Leanne Wood’s response to the High Court’s ruling on R (Miller and others) v Secretary of State for Exiting the European Union


Plaid Cymru welcomes the High Court’s ruling that the UK government does not have the power to invoke Article 50 without parliamentary approval, meaning that the formal process of leaving the European Union cannot begin before parliament has voted to do so.

Wales voted to leave the EU on June 23rd. Plaid Cymru respects this result, and we accept that Wales must leave the EU. It is disappointing, but perhaps unsurprising, that some have deliberately misrepresented yesterday’s High Court ruling in order to launch an unjustified attack on the independence of the judiciary. Some of the more dramatic reactions from the Brexit camp to the High Court judgement would be amusing if they were in a sitcom like Yes, Minister or The Thick Of It. However, this was no comedy and so many of the comments - from people that should have known better - were misinformed, ill-judged and frankly threatening to democracy and the independence of the judiciary.

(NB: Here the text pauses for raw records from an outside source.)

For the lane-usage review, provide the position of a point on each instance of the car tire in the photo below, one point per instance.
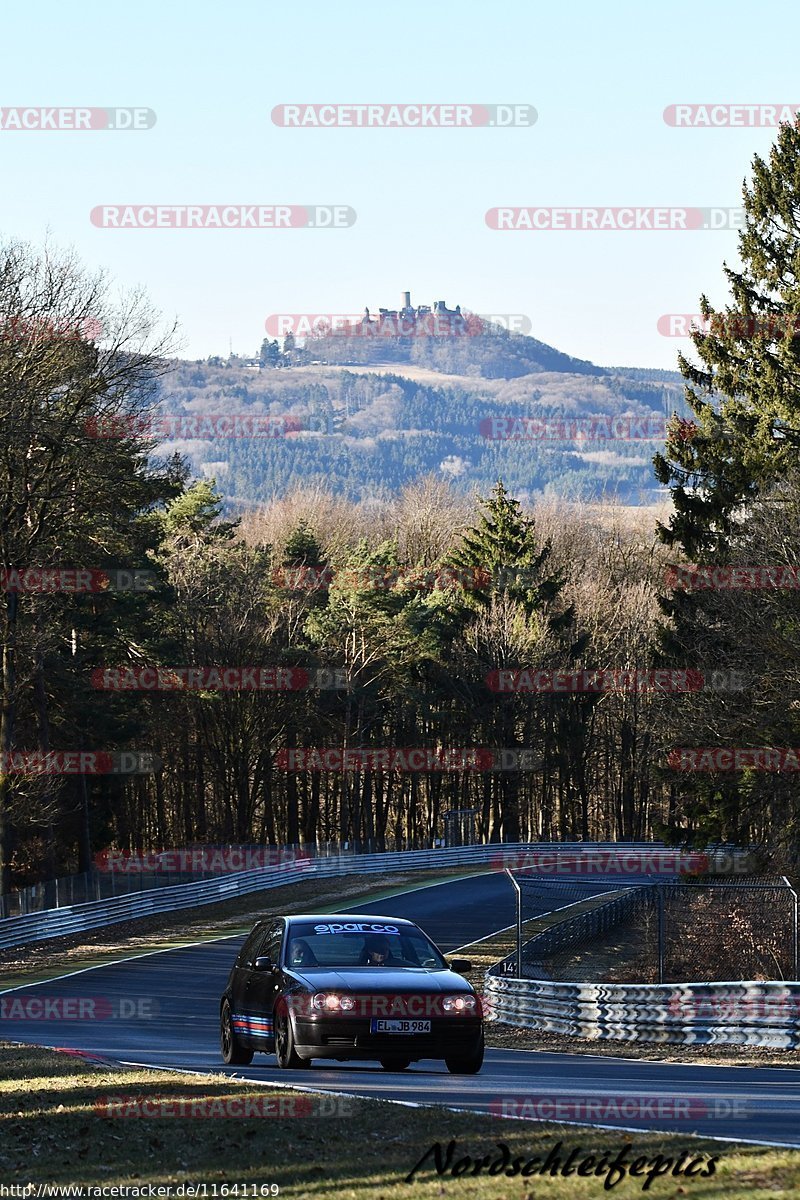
(465, 1065)
(396, 1063)
(234, 1054)
(284, 1047)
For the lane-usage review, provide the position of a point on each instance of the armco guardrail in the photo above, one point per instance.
(756, 1014)
(740, 1013)
(78, 918)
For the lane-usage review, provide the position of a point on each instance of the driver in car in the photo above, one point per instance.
(376, 951)
(301, 954)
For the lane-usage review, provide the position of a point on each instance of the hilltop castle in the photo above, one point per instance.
(408, 319)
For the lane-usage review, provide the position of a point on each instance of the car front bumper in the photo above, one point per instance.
(353, 1038)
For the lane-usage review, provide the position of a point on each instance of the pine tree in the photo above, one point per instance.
(745, 393)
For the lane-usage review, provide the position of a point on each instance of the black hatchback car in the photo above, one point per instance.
(349, 987)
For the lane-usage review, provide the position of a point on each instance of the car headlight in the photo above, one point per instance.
(332, 1002)
(463, 1003)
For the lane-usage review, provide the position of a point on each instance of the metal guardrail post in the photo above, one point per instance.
(518, 891)
(794, 928)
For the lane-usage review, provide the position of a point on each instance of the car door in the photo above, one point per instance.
(262, 987)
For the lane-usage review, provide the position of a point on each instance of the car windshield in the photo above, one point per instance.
(358, 943)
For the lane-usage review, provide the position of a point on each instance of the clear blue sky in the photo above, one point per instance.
(600, 77)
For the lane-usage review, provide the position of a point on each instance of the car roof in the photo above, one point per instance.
(325, 917)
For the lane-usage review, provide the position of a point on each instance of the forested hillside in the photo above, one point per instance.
(368, 430)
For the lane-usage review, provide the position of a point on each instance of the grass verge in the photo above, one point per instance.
(228, 918)
(55, 1128)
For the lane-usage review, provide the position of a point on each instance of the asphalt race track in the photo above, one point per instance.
(162, 1011)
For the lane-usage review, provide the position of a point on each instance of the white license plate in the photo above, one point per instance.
(379, 1026)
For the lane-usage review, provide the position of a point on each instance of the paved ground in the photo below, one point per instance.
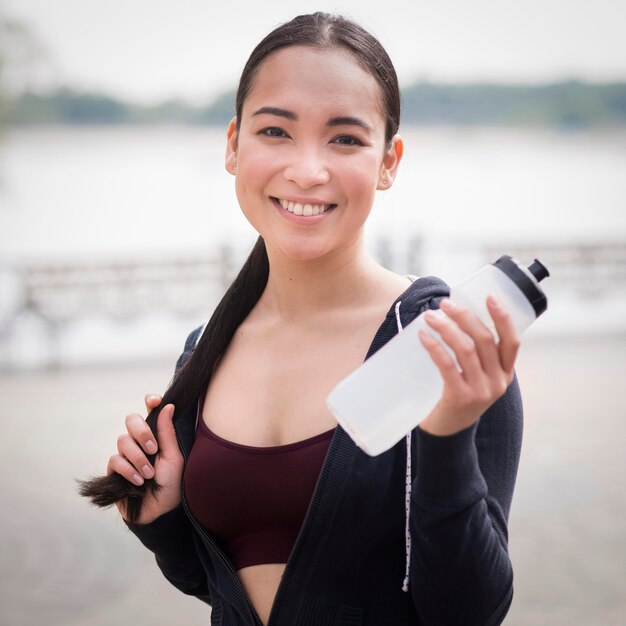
(63, 564)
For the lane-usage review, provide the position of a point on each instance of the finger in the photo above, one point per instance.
(140, 431)
(461, 345)
(130, 450)
(152, 400)
(119, 465)
(165, 432)
(483, 343)
(442, 359)
(509, 339)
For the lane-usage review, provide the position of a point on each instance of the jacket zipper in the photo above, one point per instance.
(218, 551)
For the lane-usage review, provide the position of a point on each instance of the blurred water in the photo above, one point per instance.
(102, 191)
(89, 194)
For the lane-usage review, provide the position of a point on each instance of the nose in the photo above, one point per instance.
(307, 168)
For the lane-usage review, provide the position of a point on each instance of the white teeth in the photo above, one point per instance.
(303, 209)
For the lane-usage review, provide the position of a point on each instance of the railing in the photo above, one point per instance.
(62, 293)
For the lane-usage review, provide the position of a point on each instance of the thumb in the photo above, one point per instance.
(168, 446)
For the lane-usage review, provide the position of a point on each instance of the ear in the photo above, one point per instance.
(391, 161)
(231, 147)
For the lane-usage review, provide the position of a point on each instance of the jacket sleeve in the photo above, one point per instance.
(170, 536)
(461, 496)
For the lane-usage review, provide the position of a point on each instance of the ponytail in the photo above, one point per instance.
(191, 379)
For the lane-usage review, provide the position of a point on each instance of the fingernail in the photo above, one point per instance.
(425, 336)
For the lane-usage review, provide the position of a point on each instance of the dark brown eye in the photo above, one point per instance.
(348, 140)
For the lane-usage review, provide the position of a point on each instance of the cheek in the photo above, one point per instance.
(362, 178)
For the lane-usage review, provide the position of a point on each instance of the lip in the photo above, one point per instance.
(303, 200)
(301, 219)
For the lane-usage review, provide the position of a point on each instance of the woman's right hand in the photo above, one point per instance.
(131, 461)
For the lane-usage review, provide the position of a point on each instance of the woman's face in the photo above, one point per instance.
(310, 151)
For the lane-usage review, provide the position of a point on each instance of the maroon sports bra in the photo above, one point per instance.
(252, 500)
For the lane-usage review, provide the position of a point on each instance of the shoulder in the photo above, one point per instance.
(424, 293)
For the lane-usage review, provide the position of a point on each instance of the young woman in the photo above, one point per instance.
(250, 495)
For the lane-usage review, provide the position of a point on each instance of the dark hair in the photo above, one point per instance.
(320, 30)
(327, 31)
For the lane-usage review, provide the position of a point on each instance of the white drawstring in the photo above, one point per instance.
(407, 488)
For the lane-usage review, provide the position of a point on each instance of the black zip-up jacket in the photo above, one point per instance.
(348, 563)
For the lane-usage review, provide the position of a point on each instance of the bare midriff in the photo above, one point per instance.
(261, 584)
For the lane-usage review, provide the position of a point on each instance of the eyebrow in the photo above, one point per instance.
(345, 120)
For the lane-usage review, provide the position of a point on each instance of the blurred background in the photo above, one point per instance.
(119, 231)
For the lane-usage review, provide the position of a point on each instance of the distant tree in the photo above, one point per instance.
(18, 50)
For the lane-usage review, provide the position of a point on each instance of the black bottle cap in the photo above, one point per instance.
(527, 280)
(538, 270)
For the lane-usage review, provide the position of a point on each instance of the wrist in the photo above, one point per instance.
(443, 422)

The High Court ruling was not an attempt to ‘block Brexit’, and neither was it a judgement on whether or not the UK should withdraw from the EU. That was made clear several times in the judgment but it seems many people were too busy foaming at the mouth to notice. It was a ruling on a matter of law; on whether the UK government could trigger Article 50 using prerogative powers or if it required a parliamentary vote to do so.

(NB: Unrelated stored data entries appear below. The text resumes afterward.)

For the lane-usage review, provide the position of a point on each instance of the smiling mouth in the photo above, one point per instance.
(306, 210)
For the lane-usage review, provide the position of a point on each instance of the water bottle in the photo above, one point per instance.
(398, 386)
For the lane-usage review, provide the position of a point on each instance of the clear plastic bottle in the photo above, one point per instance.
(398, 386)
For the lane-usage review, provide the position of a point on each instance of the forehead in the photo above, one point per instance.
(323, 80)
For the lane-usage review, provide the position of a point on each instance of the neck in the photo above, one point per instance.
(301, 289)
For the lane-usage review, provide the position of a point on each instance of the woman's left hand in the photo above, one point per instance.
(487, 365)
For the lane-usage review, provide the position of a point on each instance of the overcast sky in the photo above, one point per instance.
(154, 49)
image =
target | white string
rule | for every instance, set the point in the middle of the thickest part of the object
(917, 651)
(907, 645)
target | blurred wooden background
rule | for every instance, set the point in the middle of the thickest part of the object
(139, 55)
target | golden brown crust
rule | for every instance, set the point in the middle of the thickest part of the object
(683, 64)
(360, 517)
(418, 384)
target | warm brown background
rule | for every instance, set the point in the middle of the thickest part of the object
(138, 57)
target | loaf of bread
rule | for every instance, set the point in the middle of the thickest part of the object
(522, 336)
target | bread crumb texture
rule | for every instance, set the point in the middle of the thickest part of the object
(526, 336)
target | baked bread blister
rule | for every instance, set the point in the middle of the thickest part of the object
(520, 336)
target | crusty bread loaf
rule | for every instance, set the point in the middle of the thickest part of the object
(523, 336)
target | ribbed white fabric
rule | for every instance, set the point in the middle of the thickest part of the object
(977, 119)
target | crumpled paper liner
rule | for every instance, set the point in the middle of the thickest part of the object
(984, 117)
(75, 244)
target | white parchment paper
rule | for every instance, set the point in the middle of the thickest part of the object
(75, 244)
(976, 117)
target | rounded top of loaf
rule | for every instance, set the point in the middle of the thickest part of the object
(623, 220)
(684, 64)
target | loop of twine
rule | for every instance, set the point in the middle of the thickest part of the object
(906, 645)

Proponents of the UK’s withdrawal from the EU made much, during the months prior to the referendum, of sovereignty of parliament. How ironic that such rhetoric had all but disappeared in response to yesterday’s ruling. A UK court decided that the UK parliament should have its say on perhaps the single issue that will most define the future of the UK for generations – isn’t this parliamentary sovereignty? Isn’t this a precise distillation of the Brexit mantra of ‘taking back control’? Perhaps it should be modified to ‘taking back control…….when it suits us and our agenda.’

The UK government intends to appeal to the Supreme Court against this ruling. Given the importance of the Supreme Court’s decision on the wider constitutional arrangements of the United Kingdom and the legal framework for devolution, it is imperative that Wales’s voice is heard in this appeal. Plaid Cymru therefore welcomes the decision of the Counsel General for Wales to request permission to make representations about the specific implications of the government’s proposed decision for Wales.

The ballot paper for June’s referendum simply asked people whether they wished to remain or leave the EU, it did not ask people how they wanted to ‘Brexit’. It did not, for example, ask whether people wanted to remain or leave the customs union, or what their views were on Single Market membership.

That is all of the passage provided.